Cette baisse de croissance va générer un effet ciseau très classique : moins de recettes, et plus de dépenses (notamment sociales), donc un déséquilibre accentué des finances publiques. Dans une telle situation, le gouvernement est obligé de réagir.

La première contrainte est européenne et internationale. La France s’est engagée à rester dans des ratios précis de déficit et de dette publique. Cette baisse de la croissance va forcément dégrader des ratios qui ne sont déjà pas dans les clous. Bruxelles, mais aussi les prêteurs financiers, ne vont pas apprécier, et le rappel à l’ordre risque d’arriver assez vite, et brutalement (notamment par une dégradation de la notation financière).

La deuxième contrainte est politique. Le contrôle budgétaire est une fonction majeure du Parlement, avec à l’appui un principe de sincérité, qui empêche le gouvernement de raconter n’importe quoi dans sa communication financière.
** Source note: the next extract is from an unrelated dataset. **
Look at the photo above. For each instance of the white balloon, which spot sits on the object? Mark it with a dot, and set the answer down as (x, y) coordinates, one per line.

Cela n’empêche pas le gouvernement d’être parfois très “optimiste” mais à un moment donné, il faut prendre en compte la réalité, et ajuster officiellement le budget. Cela impose donc de passer par un projet de loi de Finances rectificative, en cours d’année.

Toute cette procédure est encadrée par la loi organique sur les lois de finances. Elle offre une certaine souplesse au gouvernement, en l’autorisant à procéder à des ajustements en cours d’année, sans repasser immédiatement devant le Parlement. Le gouvernement peut prendre des décrets pour couper dans les dépenses ou transférer des crédits, sous réserve que cela ne dépasse pas 1,5% du montant total du budget, et que ces décrets soient ratifiés par un vote du Parlement, avant la fin de l’exercice. C’est pour cela qu’il y a, tous les ans, un projet de loi de finances de fin de gestion, discuté en décembre, pour valider tous ces ajustements.

Vu l’ampleur des modifications (-0,5% de croissance, ce n’est pas rien), le gouvernement aurait dû, en toute logique, déposer dès ce printemps un projet de loi de Finances rectificative. Mais c’est politiquement compliqué. Un examen devant le Parlement impose de répondre aux questions des députés et sénateurs, qui ne manqueront pas de poser celles qui fâchent. C’est beaucoup plus confortable de faire ses annonces au journal de 20h à la télévision. Le deuxième obstacle est la quasi impossibilité de faire adopter ce texte sans recourir au 49.3. Aucun groupe politique d’opposition n’assumera jamais de s’associer à des coupes budgétaires. Or, les élections européennes approchant, ça serait gênant pour la campagne de la liste Renaissance, qu’en plus d’un débat compliqué, Gabriel Attal doive se retrouver à dégainer son premier 49.3.

Le gouvernement a donc choisi une voie très étroite, en passant uniquement par des décrets, pour ajuster son budget, en usant de toutes les ficelles. Techniquement, ça passe, puisqu’on est en dessous de la barre des 1,5% du total et que la prévision de croissance retenue (1%) est optimiste, mais pas complètement hors sol. Mais cela limite les actions possibles, le gouvernement ne peut que réduire des enveloppes. S’il faut modifier les paramètres d’un dispositif fiscal, ou augmenter le taux d’une taxe, il faut obligatoirement passer par une loi.

Cette manœuvre permet surtout de gagner du temps, car à la moindre nouvelle baisse de la croissance, ou toute autre mauvaise nouvelle budgétaire, on sera au-dessus du plafond, et il faudra, de toute manière, passer devant le Parlement. Le tout est de savoir si c’est avant, ou après les élections européennes du 9 juin.